Time is one excuse players use to escape their responsibility to improve. As players age, life responsibilities have a way of bumping Madden as a priority. Jobs and home demands can sap players of the practice time they need to be competitive. With so many things on their schedules, it can become tough to devote the necessary hours to developing as a Madden player.  In those instances, Madden players must find ways to maximize the little practice time that is available. 

Perspective is another reason players don't take their responsibility to improve seriously. With Madden selling over 5 million copies annually, it stands to reason that many Madden players who may have watched football for years might not have any experience playing football. Their idea of what "real football" is comes from what they have witnessed on the field.  They have not considered the effort that goes into something as simple as the quarterback and center perfecting the snap, because they don't see it on television. Madden strategies outside of their spectator-style view of the game are deemed unconventional regardless of whether the style has been used in the NFL or not.

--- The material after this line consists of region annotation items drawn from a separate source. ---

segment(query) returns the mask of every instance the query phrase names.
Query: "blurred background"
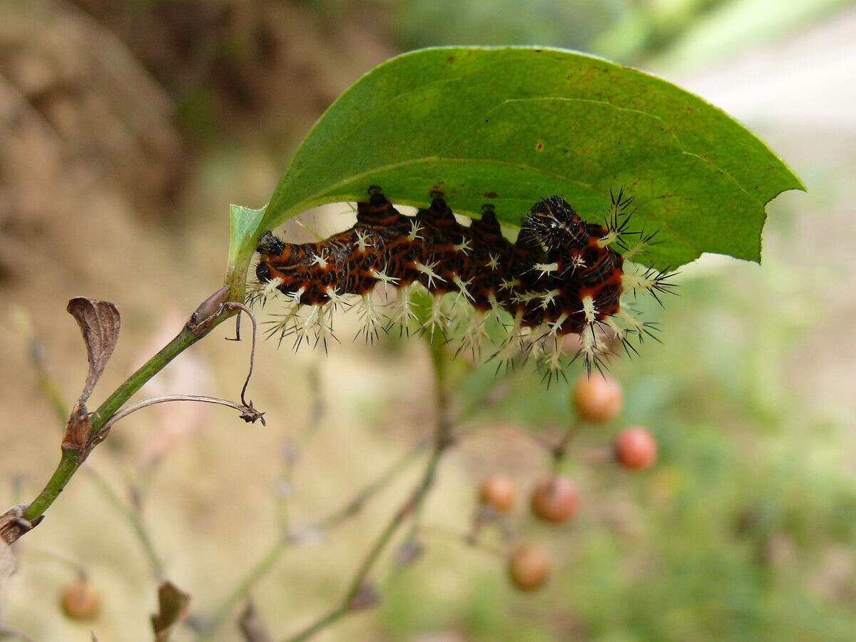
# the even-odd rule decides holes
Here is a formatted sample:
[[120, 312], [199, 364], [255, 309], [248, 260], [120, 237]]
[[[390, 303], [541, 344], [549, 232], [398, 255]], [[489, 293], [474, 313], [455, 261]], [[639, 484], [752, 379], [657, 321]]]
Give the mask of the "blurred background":
[[[122, 315], [94, 407], [220, 286], [229, 204], [264, 205], [340, 92], [410, 49], [505, 44], [676, 82], [743, 122], [809, 191], [770, 205], [762, 266], [705, 256], [683, 268], [680, 297], [656, 313], [663, 345], [615, 363], [621, 413], [583, 425], [561, 465], [580, 495], [566, 524], [538, 523], [527, 502], [552, 465], [538, 440], [577, 425], [568, 385], [522, 372], [496, 384], [492, 367], [456, 366], [453, 403], [485, 390], [492, 403], [440, 465], [421, 555], [396, 540], [372, 574], [380, 603], [318, 639], [853, 639], [856, 6], [841, 0], [3, 0], [0, 504], [32, 500], [58, 460], [60, 416], [86, 377], [69, 298]], [[303, 221], [326, 234], [348, 211]], [[295, 222], [286, 234], [312, 238]], [[425, 346], [366, 347], [337, 323], [326, 355], [259, 346], [249, 398], [267, 427], [183, 405], [117, 425], [19, 543], [0, 629], [148, 639], [158, 569], [193, 597], [192, 622], [222, 615], [212, 639], [242, 639], [250, 596], [271, 639], [334, 608], [419, 465], [335, 528], [306, 525], [396, 471], [436, 421]], [[249, 345], [223, 341], [232, 332], [146, 393], [236, 398]], [[630, 425], [657, 437], [654, 467], [591, 456]], [[500, 529], [463, 541], [494, 473], [517, 485], [514, 538], [551, 560], [539, 591], [509, 585]], [[100, 599], [84, 620], [60, 604], [81, 573]]]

Many Madden strategies derived from lesser used NFL tactics are considered to be outside the realm of simulation, especially if they are effective.

Some may ask, "How can I practice when I'm so busy?" Many who share this query are too pressed for time to raise their Madden skills. Strategy guides are available for those who invest money to trim their preparation time. Other sources offer live practice sessions with tournament tested players, designed to focus on the most important skills. The remainder go it alone to ratchet up their performance.  Oddly, the players that are too busy to accept their responsibility to practice still have time to play. 

The truth is neither football nor Madden is for the faint of heart; although many players who are faint of heart buy and play Madden every year.  Ultimately, it comes down to dedication. Much like football, Madden is a game for those that are consistently persistent. A game best experienced by players who get up after being knocked down. A Madden player's enjoyment is directly proportional to their dedication and the level of responsibility they commit to becoming a better player. 

Players set on having a fun experience must recognize that to have fun, they must have success - and success comes at a price. Success may cost time, pride, and sometimes even the fun we desire to have.  Before we develop into the players we can be, each of us has a responsibility to ourselves and our opponents to develop. Even slow plodding development of skills is better than no improvement. With emphasis on learning new lessons, even the newest most unprepared players can find some joy in discovery of techniques that may help them succeed in future games.

Once we embrace our responsibility to ourselves and our opponents, the true nature of simulation becomes apparent. It is not the end result that makes a technique simulation or not, but the processes that combine to lead to that result.  Without the desire to simulate practice habits to get prepared for games, players have not done their due diligence and fail in their responsibility. Without the drive to practice and improve, little about a player's experience will simulate the NFL experience.  Preparation and responsibility are the key to the simulation most of us crave.

In conclusion, players are affected by their perspective of simulation.  Spectators may not have factored in the sheer amount of preparation that goes into the simplest of plays, while those who are serious about Madden pursue greatness with their whole heart. For Madden to be a true simulation it must be approached from the field up, not the stands down. Players that treat Madden like it is 'just a game' that should be more fun than challenging, are soon to be embarrassed. Players that practice like pros play like pros. Each will find success equal to their level of dedication. Taking responsibility is merely the first stepping stone on the journey to success.